The dulcet tones set Daman’s blood on ice. Winded, he managed to fix his red-filled vision on the man in the neat black Italian designer suit standing a little away from him, lost in the shadows. “Why don’t you come a bit closer and I’ll greet you the same way,” Daman said. He sat, rubbing the hot pain from his jaw as he watched Vincent arrange his lean features in careful nonchalance. His hawk-features did little to hide the greed beneath the slim veneer of style.
“At last, the leader comes out from behind his desk,” Daman snarled. “Glad to see you getting your hands dirty for once, Vincent.”
“Better than them being dirty all the time. You cops tend to be a bit…filthy,” Vincent replied. He walked toward Daman, but was careful to stay away from arm’s reach. He lit a cigarette. The end glowed red.
“Those things’ll kill you, you know.
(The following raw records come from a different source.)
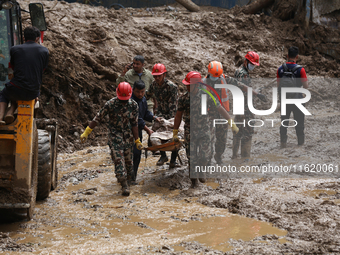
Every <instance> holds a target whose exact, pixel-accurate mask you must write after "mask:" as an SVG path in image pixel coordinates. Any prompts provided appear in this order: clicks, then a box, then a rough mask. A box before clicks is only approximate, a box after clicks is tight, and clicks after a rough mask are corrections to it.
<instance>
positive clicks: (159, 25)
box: [0, 1, 340, 254]
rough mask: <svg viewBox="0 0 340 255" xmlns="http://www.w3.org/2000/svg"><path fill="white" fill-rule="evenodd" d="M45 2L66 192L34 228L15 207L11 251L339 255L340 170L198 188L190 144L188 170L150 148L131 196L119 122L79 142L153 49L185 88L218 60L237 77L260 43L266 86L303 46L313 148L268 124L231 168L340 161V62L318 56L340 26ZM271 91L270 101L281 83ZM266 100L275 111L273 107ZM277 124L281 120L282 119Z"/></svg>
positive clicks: (223, 160)
mask: <svg viewBox="0 0 340 255" xmlns="http://www.w3.org/2000/svg"><path fill="white" fill-rule="evenodd" d="M25 3H27V2H23V7H24V8H25ZM43 4H44V5H45V11H46V19H47V21H48V31H47V32H46V35H45V43H44V45H45V46H46V47H48V48H49V50H50V55H51V58H50V65H49V68H48V70H47V72H46V74H45V75H44V84H43V86H42V96H41V105H42V108H41V109H40V112H39V115H40V117H47V118H51V117H54V118H57V119H58V121H59V124H60V137H59V142H60V147H59V151H60V153H59V157H58V167H59V172H60V176H59V186H58V188H57V189H56V190H55V191H53V192H52V193H51V195H50V197H49V198H48V199H47V200H45V201H42V202H39V203H38V205H37V208H36V210H35V215H34V219H33V220H31V221H30V222H25V221H19V222H14V223H8V222H9V221H12V220H17V218H16V217H13V215H14V214H13V213H12V212H7V214H6V213H4V214H2V217H1V220H2V223H1V224H0V232H1V234H0V251H1V252H2V253H3V254H8V253H9V252H10V251H11V254H19V253H20V254H22V253H23V252H29V254H112V253H122V254H135V253H140V254H150V253H151V254H152V253H165V254H224V253H226V254H339V253H340V251H339V249H340V243H339V242H340V236H339V224H340V221H339V218H340V217H339V216H340V215H339V214H340V208H339V205H340V181H339V174H338V173H335V172H333V173H330V174H318V173H315V174H308V175H301V174H299V173H295V174H291V175H288V176H287V178H275V176H274V175H270V174H268V175H264V176H256V178H248V179H244V178H242V179H236V178H224V179H219V180H209V182H208V183H206V184H201V185H200V186H199V188H197V189H195V190H194V189H191V188H190V180H189V178H188V170H187V161H186V160H185V159H186V157H185V152H184V150H181V151H180V155H181V158H182V160H183V161H184V164H185V165H184V166H182V167H180V168H177V169H174V170H169V169H168V167H169V166H168V165H164V166H162V167H156V166H155V163H156V161H157V160H158V156H157V157H152V156H151V155H149V157H148V159H147V161H146V163H145V158H144V156H143V159H142V161H141V164H140V168H139V177H138V183H139V185H137V186H134V187H133V188H132V194H131V196H130V197H128V198H125V197H122V196H121V195H120V194H119V190H120V187H119V185H118V184H117V182H116V179H115V177H114V172H113V165H112V163H111V161H110V156H109V151H108V147H107V146H103V145H105V138H106V133H105V130H106V127H105V126H104V125H101V126H99V127H96V129H95V130H94V132H93V133H92V134H91V136H90V138H89V142H88V143H86V144H85V145H81V144H80V143H79V139H78V137H79V134H80V133H81V132H82V130H83V129H84V128H85V127H86V125H87V122H88V120H90V119H92V118H93V116H94V114H95V113H96V111H97V110H99V109H100V107H101V106H102V105H103V104H104V103H105V101H106V100H108V99H110V98H111V97H113V96H114V94H115V87H116V84H115V78H116V77H117V75H119V73H120V71H121V70H122V68H123V66H124V65H125V64H126V63H129V62H130V61H131V59H132V58H133V56H134V55H136V54H142V55H144V57H145V58H146V67H147V68H149V69H151V67H152V65H153V64H154V63H156V62H162V63H164V64H165V65H166V67H167V69H168V70H169V72H168V76H169V79H171V80H172V81H174V82H176V83H177V84H178V85H179V86H180V89H181V90H182V91H183V87H182V85H181V84H180V81H181V80H182V79H183V77H184V76H185V74H186V73H187V72H189V71H191V70H193V69H194V70H198V71H201V72H202V73H204V74H205V73H206V66H207V64H208V63H209V61H210V60H215V59H218V60H220V61H221V62H222V63H223V65H224V67H225V73H226V74H229V75H231V76H232V75H233V73H234V71H235V68H236V67H238V66H239V65H240V63H241V61H242V57H243V56H244V55H245V53H246V52H247V50H255V51H257V52H258V53H259V54H260V62H261V66H260V67H259V68H256V69H255V71H254V75H253V77H262V78H268V80H267V81H265V82H263V81H256V82H255V84H254V88H256V89H259V88H261V87H263V84H266V83H267V82H268V81H271V80H272V78H274V77H275V74H276V70H277V67H278V66H280V65H281V64H282V63H283V62H284V55H285V54H286V49H287V47H289V46H290V45H293V44H294V45H297V46H299V47H300V49H301V51H302V54H301V56H300V61H299V64H302V65H304V66H305V68H306V71H307V75H308V77H313V79H312V80H310V88H311V93H312V99H311V100H310V102H308V103H307V105H306V108H307V109H308V110H309V111H310V112H311V113H312V115H311V116H307V117H306V143H305V145H304V146H302V147H299V146H297V145H296V143H297V142H296V135H295V132H294V129H290V130H289V132H288V136H289V138H288V146H287V148H286V149H280V148H279V135H278V128H279V126H278V124H277V123H276V124H275V125H274V127H268V128H259V129H256V134H255V135H254V138H253V149H252V157H251V159H250V160H249V161H243V160H242V159H240V158H238V159H235V160H231V144H232V137H231V134H230V133H229V134H228V144H227V149H226V151H225V154H224V158H223V161H224V164H226V165H227V164H232V165H235V166H237V167H240V166H242V165H249V166H263V165H265V166H268V165H269V164H282V165H290V164H297V165H305V164H328V166H329V165H330V164H333V165H339V156H340V155H339V154H340V153H339V152H340V150H339V146H338V141H339V138H340V133H339V122H340V115H339V108H340V104H339V100H338V98H339V94H340V93H339V92H340V91H339V90H340V87H339V83H338V81H337V80H332V79H330V78H338V77H339V74H340V73H339V67H340V66H339V63H338V62H337V61H335V60H333V59H331V58H330V57H329V56H326V55H322V54H320V53H318V52H317V51H316V48H317V47H318V46H319V45H322V44H326V43H329V40H330V38H332V40H333V41H334V42H336V41H337V40H338V39H339V31H337V30H331V29H329V28H325V27H322V26H313V27H312V29H311V30H310V31H306V30H305V29H303V28H302V27H301V26H299V25H297V24H295V23H294V22H293V21H284V22H283V21H281V20H280V19H278V18H275V17H268V16H264V15H244V14H242V13H241V10H240V8H234V9H232V10H223V9H218V8H211V7H209V8H208V7H206V8H203V10H202V11H201V12H199V13H189V12H187V11H185V10H184V9H183V8H181V7H179V6H175V7H176V9H177V11H170V12H169V11H164V9H165V7H158V8H152V9H151V10H146V9H131V8H126V9H124V10H119V11H116V10H107V9H105V8H103V7H96V8H93V7H89V6H84V5H80V4H76V3H75V4H68V3H66V2H58V3H57V4H56V5H55V2H50V1H43ZM24 17H25V16H24ZM152 31H154V32H152ZM155 31H157V33H158V32H159V31H161V33H163V34H164V35H163V36H159V35H155V33H156V32H155ZM269 78H271V79H269ZM262 92H263V93H265V94H266V95H267V96H268V97H271V86H267V87H265V88H264V89H263V90H262ZM255 104H256V106H258V107H259V108H262V109H268V107H270V102H269V103H267V104H260V103H259V102H257V101H255ZM257 118H261V119H262V117H257ZM267 118H271V119H278V118H279V113H278V112H275V113H273V114H272V115H270V116H267ZM97 146H98V147H97ZM224 177H228V176H224ZM298 177H299V178H298Z"/></svg>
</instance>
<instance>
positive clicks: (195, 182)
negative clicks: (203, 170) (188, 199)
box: [190, 178, 198, 189]
mask: <svg viewBox="0 0 340 255" xmlns="http://www.w3.org/2000/svg"><path fill="white" fill-rule="evenodd" d="M190 180H191V188H193V189H194V188H197V187H198V179H197V178H192V179H190Z"/></svg>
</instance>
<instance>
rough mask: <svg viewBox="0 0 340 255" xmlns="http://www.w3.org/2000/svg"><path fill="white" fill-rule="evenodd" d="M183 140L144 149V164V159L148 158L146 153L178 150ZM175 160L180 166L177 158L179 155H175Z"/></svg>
mask: <svg viewBox="0 0 340 255" xmlns="http://www.w3.org/2000/svg"><path fill="white" fill-rule="evenodd" d="M183 142H184V140H183V139H179V141H178V142H174V141H171V142H168V143H163V144H161V145H155V146H149V147H146V148H144V149H145V163H146V159H147V157H148V151H152V152H154V151H174V150H179V149H180V148H181V147H182V146H183ZM177 158H178V160H179V162H180V164H181V165H183V162H182V159H181V157H180V156H179V154H178V155H177Z"/></svg>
If I don’t get to you first.” Daman went to stand, muscles straining, ready.
“I’ll ask you to stay seated.”
Daman slowly sat, keeping his knees bent. He clasped his hands around his knees so he could rest his elbows. He took the time to study his surroundings, eyeing the muscle in the room as he settled himself. There were four men, including Haki. No sign of Pete, the angel or the priest. Excluding the two that were downed at the church, these men were the four that got away. The one that he shot held his arm, the flesh of his outer arm bloodied. Daman tallied his intended body count, calculating the order and how he would take each of them out. The injured man would be the first to go. Get to the weakest first and take them out of the game. They would be slower to react, but an injured man could wield a weapon and cause damage.